Is the Python list the same as an Array?

Python Arrays and lists are store values in a similar way. But there is a key difference between the two i.e the values that they store. A list can store any type of values such as integers, strings, etc. An arrays, on the other hand, stores single data type values. Therefore, you can have an array of integers, an array of strings, etc.

  • Python also provides Numpy Arrays which are a grid of values used in Data Science. You can look into Numpy Arrays vs Lists to know more.

Creating an Array:

Arrays in Python can be created after importing the array module as follows –

  • import array as arr

The array(data type, value list) function takes two parameters, the first being the data type of the value to be stored and the second is the value list. The data type can be anything such as int, float, double, etc. Please make a note that arr is the alias name and is for ease of use. You can import without alias as well. There is another way to import the array module which is –

  • from array import *

This means you want to import all functions from the array module.

The following syntax is used to create an array.

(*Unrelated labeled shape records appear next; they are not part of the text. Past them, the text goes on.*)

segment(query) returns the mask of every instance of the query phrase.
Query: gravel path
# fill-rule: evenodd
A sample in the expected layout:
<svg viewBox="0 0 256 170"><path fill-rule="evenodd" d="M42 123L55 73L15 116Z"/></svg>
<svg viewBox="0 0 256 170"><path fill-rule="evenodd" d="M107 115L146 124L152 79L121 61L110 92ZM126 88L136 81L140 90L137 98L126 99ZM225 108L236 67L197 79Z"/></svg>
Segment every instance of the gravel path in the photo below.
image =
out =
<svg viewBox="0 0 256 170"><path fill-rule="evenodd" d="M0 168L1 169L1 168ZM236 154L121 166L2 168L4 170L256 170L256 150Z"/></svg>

  • a=arr.array(data type,value list)       #when you import using arr alias


  • a=array(data type,value list)           #when you import using *


  • a=arr.array( ‘d’ , [1.1 , 2.1 ,3.1] )

Here, the first parameter is ‘d’ which is a  data type i.e. float and the values are specified as the next parameter.


All values specified are of the type float. We cannot specify the values of different data types to a single array.

The following table shows you the various data types and their codes.

Type codePython Data TypeByte size
uunicode character2

Accessing array elements :

To access array elements, you need to specify the index values. Indexing starts at 0 and not from 1. Hence, the index number is always 1 less than the length of the array.


  • Array_name[index value]


  • a=arr.array( ‘d’, [1.1 , 2.1 ,3.1] )
  • a[1]

Output –


The output returned is the value, present at the second place in our array which is 2.1.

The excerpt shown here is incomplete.